09.04.2024 · IWW-Abrufnummer 240775
Amtsgericht Münster: Urteil vom 25.10.2023 – 38 C 1947/22
Gegen Ansprüche aus Nebenkostenabrechnungen besteht nach §§ 556 ABs. 3 S. 1, 242 BGB ein Leistungsverweigerungsrecht, Solange der Vermieter dem Mieter die Einsicht in die der Rechnung zugrundeliegenden Belege im Sinne des § 259 Abs. 1 BGB gewährt hat.
Nach § 259 Abs. 1 BGB hat der Verpflichtete dem Anspruchsteller eine geordnete Zusammenstellung der Ausgaben und Einnahmen vorzulegen, welche die von ihm gelegte Rechnung stützt.
Der Vermieter hat sich um die Vorlage sämtlicher Belege zu bemühren, das umfasst auch Dokumente die er von Dritten anfragen muss.
Für die Einsicht bedarf es keines besonderen Interesses des Mieters, es genügt, dass dieser die Tätigkeiten des Vermieters überprüfen will.
Amtsgericht Münster
Tenor:
- Die Klage wird abgewiesen.
- Die Klägerin trägt die Kosten des Verfahrens.
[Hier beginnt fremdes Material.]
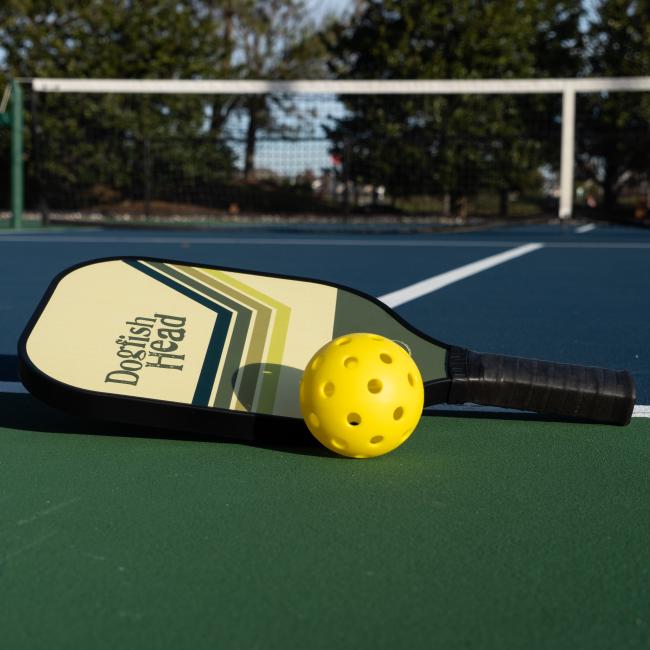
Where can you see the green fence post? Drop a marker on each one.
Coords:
(17, 180)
- Das Urteil ist vorläufig vollstreckbar. Die Klägerin kann die Vollstreckung durch Sicherheitsleistung in Höhe von 110% des aufgrund des Urteils vollstreckbaren Betrages abwenden, wenn nicht der Beklagte vor der Vollstreckung Sicherheit in Höhe von 110 % des jeweils zu vollstreckenden Betrages leistet.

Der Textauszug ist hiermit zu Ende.